Using CyberChef, I decoded the blob into this query-like string (pretty-formatted for readability):
category=post& email_generated_at=1613883488967& is_freemail=true& publication_id=2252& post_audience=everyone& post_id=32721653& pub_community_enabled=true& user_id=28653662& post_type=newsletter& subdomain=exponentialview& l=http://twitter.com/azeem& r=[redacted]& d=71b442& h=134099adde104cf2bb80226d152c7edb& email@example.com& t=post
Let’s break this down. Previously, I said:
I speculate you are sending to Mailgun:
- The destination URL,
- Whatever is in
- And some other unknown stuff which is taking up the rest of the 90 characters in the blob.
It turns out I was approximately correct.
The destination URL (ie.
http://twitter.com/azeem) is contained in the field
l. All of the variables in the
X-Mailgun-Variables email header are embedded.
The remaining fields:
r=[redacted]& d=71b442& h=134099adde104cf2bb80226d152c7edb& firstname.lastname@example.org& t=post
contain an email address in
r (which I’ve redacted), and some seemingly randomly generated identifiers (Probably some internal Mailgun stuff). These remaining fields account for the ‘rest of the 90 characters in the blob’.

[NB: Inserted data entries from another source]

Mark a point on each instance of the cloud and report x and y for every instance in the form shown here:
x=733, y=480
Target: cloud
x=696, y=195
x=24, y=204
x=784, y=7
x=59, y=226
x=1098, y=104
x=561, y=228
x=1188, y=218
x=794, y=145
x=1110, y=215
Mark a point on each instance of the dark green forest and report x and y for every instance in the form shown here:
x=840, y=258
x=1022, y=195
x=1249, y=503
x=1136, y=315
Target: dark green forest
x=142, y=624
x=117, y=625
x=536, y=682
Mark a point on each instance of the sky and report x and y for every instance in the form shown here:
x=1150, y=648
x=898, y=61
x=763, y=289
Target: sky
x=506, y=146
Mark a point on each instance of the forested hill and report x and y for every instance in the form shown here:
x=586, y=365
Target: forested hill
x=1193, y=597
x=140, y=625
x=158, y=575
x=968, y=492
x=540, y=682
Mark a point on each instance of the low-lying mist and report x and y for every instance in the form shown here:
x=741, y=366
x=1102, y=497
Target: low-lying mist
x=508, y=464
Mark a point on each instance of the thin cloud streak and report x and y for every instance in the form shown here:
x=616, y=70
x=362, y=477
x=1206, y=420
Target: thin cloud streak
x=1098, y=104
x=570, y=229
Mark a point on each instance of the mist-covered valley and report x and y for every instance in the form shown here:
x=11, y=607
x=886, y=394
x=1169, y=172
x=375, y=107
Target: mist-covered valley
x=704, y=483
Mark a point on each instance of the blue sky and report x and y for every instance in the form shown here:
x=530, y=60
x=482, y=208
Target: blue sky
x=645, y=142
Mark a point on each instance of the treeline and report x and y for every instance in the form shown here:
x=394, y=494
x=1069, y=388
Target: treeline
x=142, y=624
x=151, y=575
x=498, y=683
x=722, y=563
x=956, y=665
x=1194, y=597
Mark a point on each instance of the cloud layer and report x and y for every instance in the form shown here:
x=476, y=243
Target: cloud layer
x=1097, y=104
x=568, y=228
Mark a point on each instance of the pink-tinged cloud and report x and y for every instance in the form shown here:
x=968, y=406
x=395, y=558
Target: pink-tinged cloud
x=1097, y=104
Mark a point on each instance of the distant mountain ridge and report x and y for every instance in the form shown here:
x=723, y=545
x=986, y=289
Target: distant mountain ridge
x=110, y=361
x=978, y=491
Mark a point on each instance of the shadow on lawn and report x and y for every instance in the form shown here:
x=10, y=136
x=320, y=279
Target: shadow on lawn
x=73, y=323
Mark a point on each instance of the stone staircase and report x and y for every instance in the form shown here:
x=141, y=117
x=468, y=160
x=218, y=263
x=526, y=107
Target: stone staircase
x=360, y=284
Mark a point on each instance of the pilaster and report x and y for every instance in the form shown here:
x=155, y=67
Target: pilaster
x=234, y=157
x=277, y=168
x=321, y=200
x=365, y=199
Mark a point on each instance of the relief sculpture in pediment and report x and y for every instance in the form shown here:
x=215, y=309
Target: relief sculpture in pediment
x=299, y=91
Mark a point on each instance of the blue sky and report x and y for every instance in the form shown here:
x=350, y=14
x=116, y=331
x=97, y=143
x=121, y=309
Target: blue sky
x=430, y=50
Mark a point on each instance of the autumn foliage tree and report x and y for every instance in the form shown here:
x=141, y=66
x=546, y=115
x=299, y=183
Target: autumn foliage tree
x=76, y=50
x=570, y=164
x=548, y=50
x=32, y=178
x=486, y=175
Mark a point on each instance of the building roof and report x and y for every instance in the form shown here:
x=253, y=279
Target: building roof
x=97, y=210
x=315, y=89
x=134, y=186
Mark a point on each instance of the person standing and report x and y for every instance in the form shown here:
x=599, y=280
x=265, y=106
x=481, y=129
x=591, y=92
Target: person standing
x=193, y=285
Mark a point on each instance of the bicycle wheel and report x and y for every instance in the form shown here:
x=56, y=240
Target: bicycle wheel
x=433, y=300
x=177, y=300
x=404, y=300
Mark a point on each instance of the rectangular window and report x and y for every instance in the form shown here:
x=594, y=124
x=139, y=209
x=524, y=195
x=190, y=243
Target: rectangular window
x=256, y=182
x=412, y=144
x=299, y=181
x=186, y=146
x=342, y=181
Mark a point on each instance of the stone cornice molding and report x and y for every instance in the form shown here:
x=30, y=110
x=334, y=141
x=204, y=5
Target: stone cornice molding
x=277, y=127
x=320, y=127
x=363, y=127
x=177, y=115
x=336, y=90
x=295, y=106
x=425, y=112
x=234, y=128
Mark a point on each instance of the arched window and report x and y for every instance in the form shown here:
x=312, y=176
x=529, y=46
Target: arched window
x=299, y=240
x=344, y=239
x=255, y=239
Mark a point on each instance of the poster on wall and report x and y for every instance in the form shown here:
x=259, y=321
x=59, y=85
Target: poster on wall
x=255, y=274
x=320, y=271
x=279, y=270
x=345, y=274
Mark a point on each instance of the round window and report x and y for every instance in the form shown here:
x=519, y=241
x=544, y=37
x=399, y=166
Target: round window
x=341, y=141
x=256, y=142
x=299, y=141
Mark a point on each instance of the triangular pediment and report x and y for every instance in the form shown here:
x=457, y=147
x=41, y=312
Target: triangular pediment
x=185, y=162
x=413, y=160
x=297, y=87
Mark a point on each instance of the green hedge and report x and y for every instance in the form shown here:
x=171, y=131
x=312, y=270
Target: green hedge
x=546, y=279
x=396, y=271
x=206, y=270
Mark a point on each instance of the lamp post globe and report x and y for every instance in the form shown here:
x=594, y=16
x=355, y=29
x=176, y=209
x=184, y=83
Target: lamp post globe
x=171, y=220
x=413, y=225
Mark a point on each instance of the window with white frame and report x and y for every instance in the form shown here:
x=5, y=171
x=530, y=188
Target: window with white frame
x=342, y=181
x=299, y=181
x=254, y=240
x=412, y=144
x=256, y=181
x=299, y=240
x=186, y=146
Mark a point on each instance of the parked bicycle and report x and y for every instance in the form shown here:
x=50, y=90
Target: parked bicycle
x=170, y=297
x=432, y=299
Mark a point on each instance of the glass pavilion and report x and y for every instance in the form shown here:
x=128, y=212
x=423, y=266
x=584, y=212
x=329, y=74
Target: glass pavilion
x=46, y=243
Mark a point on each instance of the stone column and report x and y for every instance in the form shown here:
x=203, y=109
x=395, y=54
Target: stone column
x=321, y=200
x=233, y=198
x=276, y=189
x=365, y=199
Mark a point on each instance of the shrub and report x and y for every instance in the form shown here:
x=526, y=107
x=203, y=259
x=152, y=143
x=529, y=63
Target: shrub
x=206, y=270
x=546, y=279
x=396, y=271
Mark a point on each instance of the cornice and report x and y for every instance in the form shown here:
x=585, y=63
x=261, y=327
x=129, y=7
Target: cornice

Investigation complete. Now we know how to find out exactly what is contained in a Substack (or any other Mailgun retailer) tracking link.
Some random thoughts.
Why are Substack tracking links so bulky?
- Mailgun embeds a bunch of data in there.
- Substack embeds even more data in there (more than double). Do they really need to embed so much?
Someone should write software that intercepts these tracking links and redirects to the destination link instead. It would be a step towards better privacy.
This post tells how to do it for Mailgun-based email providers and the previous post does the same for ConvertKit.
(One day, I’ll put this feature into email-untracker but it’s hardly likely to get widespread usage there.)
Other newsletter or ‘marketing email’ providers
Mailchimp, ConvertKit and Substack aren’t the only service providers which use tracking links. They’re just the ones I’ve encountered recently.
Some other providers have been suggested to me for investigation as well. I’d like to deconstruct them but I’m a bit busy and not sure when or if I’ll have the time. We’ll see.
Base64 with 0% overhead
Previously, I said:
They managed to do base64 with no overhead??
Yes, they did.
The overhead of base64 is much maligned. In this case, you can get rid of the overhead by compressing beforehand.
Or just don’t worry about it because web browsers and servers generally use compression anyway. Base64 introduces overhead due to the redundancy in the encoding. But this very same redundancy is what allows compression to perform well. In the end, it ends up being about the same.